Two primitive huts located in front of the Finnish Pavilion in Venice were constructed by Finnish and Chinese master carpenters to showcase the resilience and similarity of traditional building techniques used in both countries. The project, entitled Re-Creation, was based on a concept by architect Anssi Lassila of OOPEAA Office for Peripheral Architecture and will be open for visitors during the 14th International Architecture Exhibition in Venice.
The installation curated by Ole Bouman and Juulia Kauste aims to respond to the Biennale’s theme, which focuses on the timeless basics of architecture. The two wooden structures were built by Finnish and Chinese teams-the project was developed in collaboration with the Shenzhen BI-CITY Biennale of Urbanism\Architecture (UABB)-and are presented in front of the pavilion designed by Alvar Aalto in 1956. Their simplicity strikes up a complex dialogue between architects and local builders and embraces an appreciation for traditional building techniques.

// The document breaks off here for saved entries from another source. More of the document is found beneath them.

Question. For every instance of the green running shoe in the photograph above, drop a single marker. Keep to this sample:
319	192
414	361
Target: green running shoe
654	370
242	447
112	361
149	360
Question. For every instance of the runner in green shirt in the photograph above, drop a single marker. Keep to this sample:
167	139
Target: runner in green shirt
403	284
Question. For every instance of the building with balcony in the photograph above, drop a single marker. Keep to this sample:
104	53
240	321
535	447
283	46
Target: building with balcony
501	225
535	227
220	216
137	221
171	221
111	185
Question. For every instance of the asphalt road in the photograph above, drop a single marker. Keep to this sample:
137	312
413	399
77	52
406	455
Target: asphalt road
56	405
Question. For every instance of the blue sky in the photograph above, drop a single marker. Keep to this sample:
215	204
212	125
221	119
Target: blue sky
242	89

The theme of Absorbing Modernity, set by the Biennale’s curator Rem Koolhaas, is addressed by establishing the connection between new structures and the famous Finnish Pavilion. The Pavilion’s use of material and natural lighting is revisited by embracing the concepts of modularity and traditional construction processes. Located at the opposite entrances of the Pavilion, the Finnish and the Chinese installation add a new perspective to the reading of modernist architecture.